Доверие Ивана Матвеевича будто вернуло ему былую спортивность — он бежал по улице, перепрыгивал через лужи. Хотелось петь, свистеть, гнать футбольный мяч. Задание ему показалось несложным. Вероника настолько любит его, что он сейчас же заставит ее во всем признаться.
Дача встретила его темными окнами. Вероника, видимо, спит. Он открыл дверь, прошел в столовую, включил свет. На хрустальной розетке лежала записка: «Котик, единственный мой! Я задержусь у епископа Дмитрия. Не скучай без меня. Поужинай один. Любящая Вероника».
В десять часов Карп надел кожанку, направился в дом епископа. Мать Дмитрия любезно встретила Рогова и сочувственно покачала головой:
— Вот уже третий час мы ждем вашу подругу. Заходите…
Нет, он не любил ждать. Побежал к Гостиному двору. На дверях церковного магазина висел большой замок. Знакомый сторож сказал, что Солеваров и батюшка Осип недавно ушли-с…
— А вашу супружницу не видел с ними…
Домой возвращался ночью. На улице было тепло. Давно Русса не знала такой дружной весны. Карп окончательно протрезвел. И возле дачи вдруг вспомнил, что партнер по бильярду спросил его: «Мадам Шур сдает комнату?» Выходит, он хочет жить рядом с ней. Да, есть о чем поговорить с Вероникой. Но поговорить не пришлось: она так и не явилась домой.

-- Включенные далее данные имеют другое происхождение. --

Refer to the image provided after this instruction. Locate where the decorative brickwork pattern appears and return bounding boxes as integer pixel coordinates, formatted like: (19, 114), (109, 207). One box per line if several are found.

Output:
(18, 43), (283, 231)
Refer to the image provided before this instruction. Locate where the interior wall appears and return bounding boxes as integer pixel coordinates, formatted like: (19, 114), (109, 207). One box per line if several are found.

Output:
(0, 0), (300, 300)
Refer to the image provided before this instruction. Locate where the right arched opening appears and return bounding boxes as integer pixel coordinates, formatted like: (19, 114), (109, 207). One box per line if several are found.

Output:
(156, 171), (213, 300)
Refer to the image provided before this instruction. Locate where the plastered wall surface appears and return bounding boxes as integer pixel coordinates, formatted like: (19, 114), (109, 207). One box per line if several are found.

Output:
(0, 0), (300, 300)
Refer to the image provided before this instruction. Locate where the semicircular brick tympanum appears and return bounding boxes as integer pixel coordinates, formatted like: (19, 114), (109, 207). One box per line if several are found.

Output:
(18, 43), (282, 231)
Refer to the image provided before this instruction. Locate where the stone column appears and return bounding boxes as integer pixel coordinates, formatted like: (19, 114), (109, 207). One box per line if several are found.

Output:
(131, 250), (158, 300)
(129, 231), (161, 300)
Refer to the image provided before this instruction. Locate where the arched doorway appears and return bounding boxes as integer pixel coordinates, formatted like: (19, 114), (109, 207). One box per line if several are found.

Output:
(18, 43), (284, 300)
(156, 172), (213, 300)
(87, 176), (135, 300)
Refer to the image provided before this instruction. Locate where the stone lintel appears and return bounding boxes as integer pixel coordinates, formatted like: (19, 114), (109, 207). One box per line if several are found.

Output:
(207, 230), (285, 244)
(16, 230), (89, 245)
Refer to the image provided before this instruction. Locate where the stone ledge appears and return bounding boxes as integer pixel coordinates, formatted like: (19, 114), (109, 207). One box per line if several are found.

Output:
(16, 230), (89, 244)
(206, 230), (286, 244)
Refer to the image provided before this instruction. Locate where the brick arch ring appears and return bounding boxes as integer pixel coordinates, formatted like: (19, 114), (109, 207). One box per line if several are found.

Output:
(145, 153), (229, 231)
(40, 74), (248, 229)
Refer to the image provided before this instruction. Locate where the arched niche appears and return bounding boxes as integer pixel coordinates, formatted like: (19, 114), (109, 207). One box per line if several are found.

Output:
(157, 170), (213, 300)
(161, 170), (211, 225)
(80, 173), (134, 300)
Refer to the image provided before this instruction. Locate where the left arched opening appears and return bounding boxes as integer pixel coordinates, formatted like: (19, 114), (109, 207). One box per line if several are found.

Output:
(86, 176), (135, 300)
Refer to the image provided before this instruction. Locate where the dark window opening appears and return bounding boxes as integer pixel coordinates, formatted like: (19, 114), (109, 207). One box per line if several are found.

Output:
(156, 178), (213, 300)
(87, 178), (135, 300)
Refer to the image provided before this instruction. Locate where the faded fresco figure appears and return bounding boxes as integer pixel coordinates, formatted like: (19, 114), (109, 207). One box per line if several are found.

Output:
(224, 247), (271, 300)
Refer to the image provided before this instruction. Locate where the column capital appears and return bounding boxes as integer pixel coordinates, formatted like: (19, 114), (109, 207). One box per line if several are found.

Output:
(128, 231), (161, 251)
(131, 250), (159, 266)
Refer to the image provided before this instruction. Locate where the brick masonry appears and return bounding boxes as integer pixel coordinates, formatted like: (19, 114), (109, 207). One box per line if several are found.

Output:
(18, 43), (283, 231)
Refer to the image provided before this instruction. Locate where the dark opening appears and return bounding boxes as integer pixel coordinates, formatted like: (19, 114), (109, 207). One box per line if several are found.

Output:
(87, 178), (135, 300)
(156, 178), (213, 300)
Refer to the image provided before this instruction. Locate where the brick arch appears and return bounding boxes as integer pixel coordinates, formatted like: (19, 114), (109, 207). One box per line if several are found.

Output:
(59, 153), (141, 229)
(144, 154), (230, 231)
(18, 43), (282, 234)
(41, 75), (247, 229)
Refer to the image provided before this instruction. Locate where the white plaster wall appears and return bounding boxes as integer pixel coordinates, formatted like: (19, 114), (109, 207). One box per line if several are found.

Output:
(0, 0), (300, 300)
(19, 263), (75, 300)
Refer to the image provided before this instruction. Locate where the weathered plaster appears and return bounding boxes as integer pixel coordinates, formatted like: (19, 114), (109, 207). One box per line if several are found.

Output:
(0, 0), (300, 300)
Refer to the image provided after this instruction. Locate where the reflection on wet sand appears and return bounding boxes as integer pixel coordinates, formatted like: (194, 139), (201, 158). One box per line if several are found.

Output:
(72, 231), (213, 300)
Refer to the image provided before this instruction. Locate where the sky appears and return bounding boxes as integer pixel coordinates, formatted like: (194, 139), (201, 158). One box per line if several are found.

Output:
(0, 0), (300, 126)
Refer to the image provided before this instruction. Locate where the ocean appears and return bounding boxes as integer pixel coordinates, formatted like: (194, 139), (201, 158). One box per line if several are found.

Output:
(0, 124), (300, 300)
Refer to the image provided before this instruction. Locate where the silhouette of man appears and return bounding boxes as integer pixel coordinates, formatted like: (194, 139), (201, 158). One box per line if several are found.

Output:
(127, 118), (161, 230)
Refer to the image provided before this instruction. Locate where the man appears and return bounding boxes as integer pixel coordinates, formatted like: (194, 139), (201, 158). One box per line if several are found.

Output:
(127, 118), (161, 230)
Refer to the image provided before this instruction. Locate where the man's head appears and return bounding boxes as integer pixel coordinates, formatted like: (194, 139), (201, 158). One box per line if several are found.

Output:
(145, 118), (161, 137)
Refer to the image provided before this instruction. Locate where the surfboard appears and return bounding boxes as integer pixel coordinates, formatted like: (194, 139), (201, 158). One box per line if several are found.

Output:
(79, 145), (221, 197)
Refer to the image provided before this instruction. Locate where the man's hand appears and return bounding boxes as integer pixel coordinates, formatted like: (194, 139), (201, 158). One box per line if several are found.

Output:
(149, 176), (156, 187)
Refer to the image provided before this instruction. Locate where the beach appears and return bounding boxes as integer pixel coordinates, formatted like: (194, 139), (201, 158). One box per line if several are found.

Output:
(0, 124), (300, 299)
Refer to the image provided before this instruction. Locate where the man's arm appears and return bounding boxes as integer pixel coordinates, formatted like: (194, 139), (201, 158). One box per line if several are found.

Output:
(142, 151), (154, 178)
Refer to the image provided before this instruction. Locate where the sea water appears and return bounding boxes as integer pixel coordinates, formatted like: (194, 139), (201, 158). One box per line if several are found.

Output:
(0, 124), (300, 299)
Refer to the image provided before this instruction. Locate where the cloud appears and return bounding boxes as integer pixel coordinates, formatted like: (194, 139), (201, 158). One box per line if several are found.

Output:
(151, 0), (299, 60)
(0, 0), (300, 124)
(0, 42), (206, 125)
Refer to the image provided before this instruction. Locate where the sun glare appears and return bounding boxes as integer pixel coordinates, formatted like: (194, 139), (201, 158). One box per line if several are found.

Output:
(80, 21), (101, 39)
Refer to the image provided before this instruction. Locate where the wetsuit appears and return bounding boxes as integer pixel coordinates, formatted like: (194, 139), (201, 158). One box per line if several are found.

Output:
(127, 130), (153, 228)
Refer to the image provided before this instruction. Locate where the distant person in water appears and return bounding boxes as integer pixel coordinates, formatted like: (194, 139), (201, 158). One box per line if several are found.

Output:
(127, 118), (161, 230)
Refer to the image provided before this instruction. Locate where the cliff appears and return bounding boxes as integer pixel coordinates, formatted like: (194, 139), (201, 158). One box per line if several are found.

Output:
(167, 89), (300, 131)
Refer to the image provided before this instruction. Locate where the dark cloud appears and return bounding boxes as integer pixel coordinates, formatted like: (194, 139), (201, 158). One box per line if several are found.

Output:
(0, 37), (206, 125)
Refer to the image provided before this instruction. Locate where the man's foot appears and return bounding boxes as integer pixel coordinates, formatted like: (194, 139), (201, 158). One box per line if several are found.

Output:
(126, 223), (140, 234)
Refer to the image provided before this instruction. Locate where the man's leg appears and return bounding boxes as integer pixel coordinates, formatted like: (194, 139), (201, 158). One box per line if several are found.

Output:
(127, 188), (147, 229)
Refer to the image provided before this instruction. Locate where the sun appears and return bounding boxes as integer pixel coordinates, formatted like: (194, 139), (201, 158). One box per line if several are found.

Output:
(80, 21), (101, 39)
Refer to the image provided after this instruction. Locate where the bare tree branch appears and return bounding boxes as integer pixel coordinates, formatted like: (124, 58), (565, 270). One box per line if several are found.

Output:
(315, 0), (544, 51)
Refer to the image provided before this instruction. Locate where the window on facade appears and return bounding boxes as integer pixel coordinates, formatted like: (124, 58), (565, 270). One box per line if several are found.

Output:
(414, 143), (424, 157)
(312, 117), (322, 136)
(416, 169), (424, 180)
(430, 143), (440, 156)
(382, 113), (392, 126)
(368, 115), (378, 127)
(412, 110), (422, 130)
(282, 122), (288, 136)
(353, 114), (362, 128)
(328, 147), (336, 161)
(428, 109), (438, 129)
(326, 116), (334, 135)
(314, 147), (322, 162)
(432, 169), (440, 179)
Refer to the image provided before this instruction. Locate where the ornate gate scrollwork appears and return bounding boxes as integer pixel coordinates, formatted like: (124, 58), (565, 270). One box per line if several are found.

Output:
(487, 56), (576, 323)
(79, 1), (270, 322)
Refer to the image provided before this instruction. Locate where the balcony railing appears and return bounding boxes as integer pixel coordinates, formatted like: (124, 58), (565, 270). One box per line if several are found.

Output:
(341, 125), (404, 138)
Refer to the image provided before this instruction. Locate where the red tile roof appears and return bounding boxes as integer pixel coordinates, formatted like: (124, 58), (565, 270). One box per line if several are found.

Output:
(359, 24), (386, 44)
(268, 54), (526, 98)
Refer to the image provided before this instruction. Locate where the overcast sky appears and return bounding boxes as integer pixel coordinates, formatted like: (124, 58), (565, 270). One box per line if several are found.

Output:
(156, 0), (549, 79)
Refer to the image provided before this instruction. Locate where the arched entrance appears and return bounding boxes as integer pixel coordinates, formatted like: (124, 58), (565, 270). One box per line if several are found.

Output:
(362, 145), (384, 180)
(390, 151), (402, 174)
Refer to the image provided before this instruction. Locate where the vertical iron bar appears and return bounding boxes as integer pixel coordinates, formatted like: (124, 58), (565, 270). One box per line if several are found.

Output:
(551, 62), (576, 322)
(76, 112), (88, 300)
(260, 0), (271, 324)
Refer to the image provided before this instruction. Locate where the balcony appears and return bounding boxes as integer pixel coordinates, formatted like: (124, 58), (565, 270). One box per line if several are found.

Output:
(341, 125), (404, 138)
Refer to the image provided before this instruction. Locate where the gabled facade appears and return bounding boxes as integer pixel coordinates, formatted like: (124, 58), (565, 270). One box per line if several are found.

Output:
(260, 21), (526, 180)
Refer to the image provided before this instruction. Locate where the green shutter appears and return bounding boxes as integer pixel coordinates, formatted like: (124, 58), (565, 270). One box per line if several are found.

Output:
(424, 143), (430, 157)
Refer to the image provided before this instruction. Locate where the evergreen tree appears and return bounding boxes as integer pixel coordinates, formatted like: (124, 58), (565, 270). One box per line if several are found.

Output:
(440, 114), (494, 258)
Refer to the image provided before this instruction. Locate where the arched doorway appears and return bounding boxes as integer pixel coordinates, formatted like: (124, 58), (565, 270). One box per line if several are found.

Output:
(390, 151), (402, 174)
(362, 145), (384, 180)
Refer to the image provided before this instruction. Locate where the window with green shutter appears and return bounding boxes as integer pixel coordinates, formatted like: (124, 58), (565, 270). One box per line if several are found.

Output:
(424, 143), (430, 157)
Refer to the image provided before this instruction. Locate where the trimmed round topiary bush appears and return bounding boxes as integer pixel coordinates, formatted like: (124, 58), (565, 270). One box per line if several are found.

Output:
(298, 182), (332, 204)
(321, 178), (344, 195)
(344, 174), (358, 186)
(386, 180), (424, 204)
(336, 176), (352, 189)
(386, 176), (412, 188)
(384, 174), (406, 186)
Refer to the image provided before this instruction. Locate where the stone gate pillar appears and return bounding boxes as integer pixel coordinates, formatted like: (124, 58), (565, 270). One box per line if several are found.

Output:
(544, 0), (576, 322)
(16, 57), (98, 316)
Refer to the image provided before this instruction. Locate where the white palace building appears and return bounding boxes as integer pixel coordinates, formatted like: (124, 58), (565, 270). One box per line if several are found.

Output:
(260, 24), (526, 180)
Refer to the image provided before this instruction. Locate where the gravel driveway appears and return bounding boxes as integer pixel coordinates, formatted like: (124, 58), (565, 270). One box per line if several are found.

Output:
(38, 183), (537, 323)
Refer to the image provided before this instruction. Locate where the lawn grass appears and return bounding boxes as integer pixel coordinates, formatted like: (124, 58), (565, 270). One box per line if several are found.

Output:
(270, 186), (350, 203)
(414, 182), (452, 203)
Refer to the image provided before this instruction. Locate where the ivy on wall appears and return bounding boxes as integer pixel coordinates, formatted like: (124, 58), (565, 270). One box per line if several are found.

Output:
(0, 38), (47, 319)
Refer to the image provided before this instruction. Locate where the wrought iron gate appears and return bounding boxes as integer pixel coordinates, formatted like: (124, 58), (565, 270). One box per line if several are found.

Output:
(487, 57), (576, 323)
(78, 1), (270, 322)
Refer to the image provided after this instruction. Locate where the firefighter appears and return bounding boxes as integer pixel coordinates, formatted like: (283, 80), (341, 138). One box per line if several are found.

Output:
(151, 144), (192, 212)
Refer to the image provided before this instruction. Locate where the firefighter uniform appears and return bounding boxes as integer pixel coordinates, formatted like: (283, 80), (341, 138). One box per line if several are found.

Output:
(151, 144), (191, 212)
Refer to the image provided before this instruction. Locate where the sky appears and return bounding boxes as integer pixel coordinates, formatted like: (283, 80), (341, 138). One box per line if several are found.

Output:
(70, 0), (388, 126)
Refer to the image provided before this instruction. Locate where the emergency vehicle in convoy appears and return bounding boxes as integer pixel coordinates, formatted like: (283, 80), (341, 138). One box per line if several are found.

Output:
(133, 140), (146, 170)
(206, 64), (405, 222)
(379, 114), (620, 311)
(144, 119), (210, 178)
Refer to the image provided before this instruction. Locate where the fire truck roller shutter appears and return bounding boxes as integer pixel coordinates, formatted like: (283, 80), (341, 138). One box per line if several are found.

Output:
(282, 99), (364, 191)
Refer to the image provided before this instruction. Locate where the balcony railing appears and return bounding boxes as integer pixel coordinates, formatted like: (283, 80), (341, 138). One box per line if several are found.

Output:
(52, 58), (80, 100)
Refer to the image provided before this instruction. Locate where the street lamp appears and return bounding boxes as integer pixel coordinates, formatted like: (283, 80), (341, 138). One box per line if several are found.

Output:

Еще зимой Абрам Карлович ездил «показаться» знаменитому московскому горловику. Большая очередь к профессору не смутила провинциального регента: в свободное время он обошел всех букинистов, потом беседовал с патриархом Тихоном и, наконец, познакомился с переводчиком из немецкого посольства, в Москве.
Курт Шарф в совершенстве владел русским языком. Его страсть — древние гравюры. Одногодки Вейц и Шарф встретились на Кузнецком мосту, один нашел редкую гравюру Альбрехта Дюрера, а другой — «Автобиографию» Фридриха Ницше.
Вейц нарочно вслух по-немецки прочитал названия главок: «Почему я так мудр», «Почему я так умен», «Почему я пишу такие хорошие книги». И Курт Шарф вышел от букиниста следом за поклонником Ницше.
Они бродили по тихим горбатым улицам до вечера. Курт Шарф сообщил потрясающую новость: оказывается, в Германии ницшеанцы сколачивают нацистскую партию, которая стратегию избранных, стратегию, созданную Моисеем, повернула против потомков самого же Моисея.
О евреях Курт говорил с пеной у рта. Он не сомневался, что ницшеанцы, придя к власти, уничтожат всех израильтян. Вейц не возражал, хотя считал, что стратегия избранных пригодна для любой нации.